Of course if you aren't looking to ride it, just look at it. You can always pull the stanchions out far enough on the T2 to look like a super monster.

"Ride and Work" you just hit the nail on the head there, mate. Same here, except more working, less riding Frown

Can you explain more about the dampers? I heard the Monster came with either hscv or SSV, neither of which I know anything about. What year is the Monster T2 that only came with springs? and by damper do you mean an open bath?

I have a 2002, and the 'adjusters' on it don't seem to do anything. A guy told me it was a hscv, but again I don't know what that means... thanks for any help!

Posted: May 14, 2021 at 23:37 Quote
The t2 had no adjusters, can't remember the year(s) but most T2's were oem.

If your adjusters do little to nothing confirm the oil is at the right height & weight. Stock should be golden spectro 125/150.

The SSV is a primitive damper, just an orifice aka hole that slows the oil in & out.

The HSVC is the best for the old Marzocchi's. More supple and firm depending on the input.
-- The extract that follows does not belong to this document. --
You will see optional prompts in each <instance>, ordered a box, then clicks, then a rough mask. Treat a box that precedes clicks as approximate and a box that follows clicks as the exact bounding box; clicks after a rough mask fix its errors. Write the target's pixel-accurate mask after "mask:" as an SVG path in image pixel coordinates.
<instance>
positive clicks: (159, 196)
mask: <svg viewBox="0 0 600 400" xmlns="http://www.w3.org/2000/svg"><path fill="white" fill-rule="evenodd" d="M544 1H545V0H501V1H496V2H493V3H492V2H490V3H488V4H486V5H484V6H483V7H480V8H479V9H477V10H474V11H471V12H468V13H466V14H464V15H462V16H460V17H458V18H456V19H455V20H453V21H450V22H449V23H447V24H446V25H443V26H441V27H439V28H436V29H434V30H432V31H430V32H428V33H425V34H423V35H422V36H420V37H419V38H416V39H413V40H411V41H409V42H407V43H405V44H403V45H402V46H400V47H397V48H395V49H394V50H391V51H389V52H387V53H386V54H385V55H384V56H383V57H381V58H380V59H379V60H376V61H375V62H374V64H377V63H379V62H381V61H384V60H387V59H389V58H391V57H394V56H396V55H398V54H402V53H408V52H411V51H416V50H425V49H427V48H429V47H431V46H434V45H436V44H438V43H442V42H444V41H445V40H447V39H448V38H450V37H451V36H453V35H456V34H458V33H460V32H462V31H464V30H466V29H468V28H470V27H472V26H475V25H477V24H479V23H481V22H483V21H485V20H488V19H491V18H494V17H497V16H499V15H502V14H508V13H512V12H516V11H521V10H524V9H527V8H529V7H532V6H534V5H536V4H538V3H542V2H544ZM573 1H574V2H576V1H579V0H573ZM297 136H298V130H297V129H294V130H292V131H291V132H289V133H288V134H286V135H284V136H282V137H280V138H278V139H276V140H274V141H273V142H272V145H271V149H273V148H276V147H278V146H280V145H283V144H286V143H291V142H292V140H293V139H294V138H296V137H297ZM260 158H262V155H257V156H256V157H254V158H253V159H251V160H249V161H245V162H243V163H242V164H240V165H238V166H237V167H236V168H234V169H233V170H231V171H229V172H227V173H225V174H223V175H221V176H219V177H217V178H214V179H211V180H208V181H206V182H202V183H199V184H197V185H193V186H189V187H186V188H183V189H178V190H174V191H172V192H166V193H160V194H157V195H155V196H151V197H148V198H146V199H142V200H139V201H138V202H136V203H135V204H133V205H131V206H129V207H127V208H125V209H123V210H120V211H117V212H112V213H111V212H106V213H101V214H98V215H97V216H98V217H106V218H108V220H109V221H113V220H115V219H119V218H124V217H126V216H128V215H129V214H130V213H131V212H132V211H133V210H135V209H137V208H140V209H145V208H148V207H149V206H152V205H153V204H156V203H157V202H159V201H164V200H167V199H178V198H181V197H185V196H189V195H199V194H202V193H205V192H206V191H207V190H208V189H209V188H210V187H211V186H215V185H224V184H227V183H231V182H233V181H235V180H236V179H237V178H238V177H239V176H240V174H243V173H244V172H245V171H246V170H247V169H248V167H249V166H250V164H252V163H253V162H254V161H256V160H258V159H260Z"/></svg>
A good example of the difference would be riding down a trail at high speed and hitting a 4-5" root or rock without being prepared. The SSV would have a tendency to spike aka not be a good shock absorber. While the HSVC will take the hit without making you eat dirt or have your hands try & fly off the bars like the SSV.

Posted: May 14, 2021 at 23:52 Quote
eshew wrote:
The t2 had no adjusters, can't remember the year(s) but most T2's were oem.

If your adjusters do little to nothing confirm the oil is at the right height & weight. Stock should be golden spectro 125/150.

The SSV is a primitive damper, just an orifice aka hole that slows the oil in & out.

The HSVC is the best for the old Marzocchi's. More supple and firm depending on the input.

A good example of the difference would be riding down a trail at high speed and hitting a 4-5" root or rock without being prepared. The SSV would have a tendency to spike aka not be a good shock absorber. While the HSVC will take the hit without making you eat dirt or have your hands try & fly off the bars like the SSV.

Makes great sense, Thank you. I will look into the oil.

were you a mechanic or just happen to like Marzocchi and know a lot about them?

Posted: May 15, 2021 at 7:25 Quote
The 2nd. In college rode a bunch. 20 years later still riding but do all my own service for a hobby. Marzocchi fork rebuilds are the.most rewarding. Pretty rare to open up a Marzocchi fork that's not worth saving. Can't say the same for the others.

Posted: May 15, 2021 at 10:02 Quote
eshew wrote:
The 2nd. In college rode a bunch. 20 years later still riding but do all my own service for a hobby. Marzocchi fork rebuilds are the.most rewarding. Pretty rare to open up a Marzocchi fork that's not worth saving. Can't say the same for the others.

I wish other manufacturers would actually strive to be the kind of companies that deserve comments like this.